Filosofia e psicologia são temas que aparecem de muitas maneiras na obra dela. Ela tinha temas que se repetem muito: a passagem do tempo, o medo da morte e da solidão. Em “A obscena senhora D”, a protagonista Hillé é uma espécie de alter ego dela e fala o tempo todo sobre envelhecer, do medo de ficar sozinha e de saber que a morte se aproxima. A filosofia aparece na obra dela com força total. Ela lia muita filosofia. Era muito erudita nas leituras. Acho que a obra dela tem um pouco de tudo. Talvez os leitores não peguem todas as camadas de uma só vez, mas leem uma ou outra coisa. Esperam alguns anos para retomar. É um difícil atraente.

Quais são os ecos de Hilda Hilst na literatura contemporânea brasileira?

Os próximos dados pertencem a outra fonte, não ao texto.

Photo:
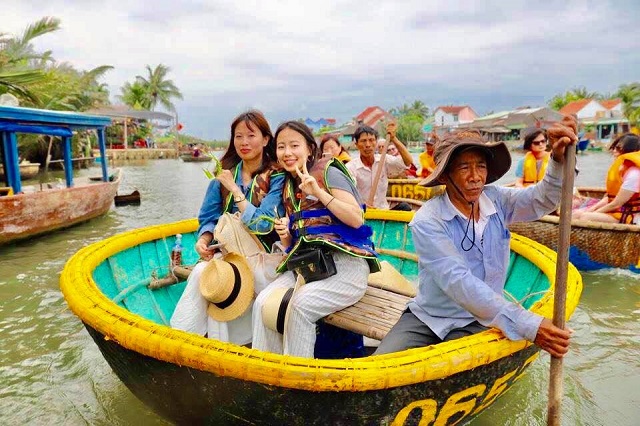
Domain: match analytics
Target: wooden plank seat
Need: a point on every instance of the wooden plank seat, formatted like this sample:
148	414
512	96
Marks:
373	315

Não conseguiria apontar para alguém que tenha reativado a Hilda em sua escrita, mas ela é uma referência para muita gente da nova geração. O Daniel Galera, por exemplo, escreveu um dos textos do posfácio do “Da prosa”, e, fala que a ficção da Hilda mudou radicalmente a escrita dele. A Carola Saavedra diz a mesma coisa. O Victor Heringer, que escreveu o posfácio do “Da poesia”, falou que ler a Hilda é um momento crucial para os escritores contemporâneos, tanto pelo humor ácido quanto pela filosofia nessa prosa experimental. Nossa geração deve muito a ela, que tem um papel muito importante, também, na formação de novos leitores, assim como o Caio Fernando Abreu.

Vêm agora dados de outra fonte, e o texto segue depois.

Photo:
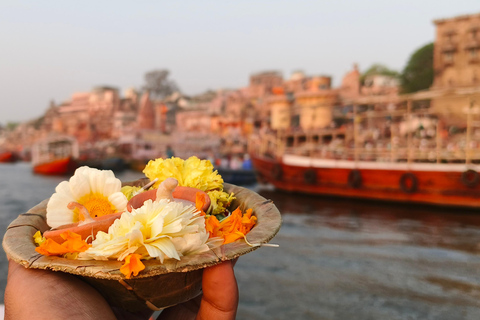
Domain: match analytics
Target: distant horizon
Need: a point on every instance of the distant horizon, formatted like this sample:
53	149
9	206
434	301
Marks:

Há um enfoque muito grande na biografia dela. O que, de fato, merece destaque?
Acho que existe a Hilda antes da Casa do Sol, de São Paulo, boêmia, com muitos amigos, festas e uma programação agitada. Depois tem a Hilda da Casa do Sol, para onde ela se mudou na década de 1960 e viveu até o fim da vida. Foi lá que ela escreveu quase toda a produção dela. A prosa começou e acabou lá. A poesia começou antes, ainda em São Paulo, mas se transformou muito na chácara que ela construiu num pedaço do terreno da mãe. Foi lá que ela passou a escrever teatro e, em três anos faz oito peças. Depois lança dois livros de ficção. Ficou um bom tempo sem escrever poesia, até “Júbilo, memória, noviciado da paixão”.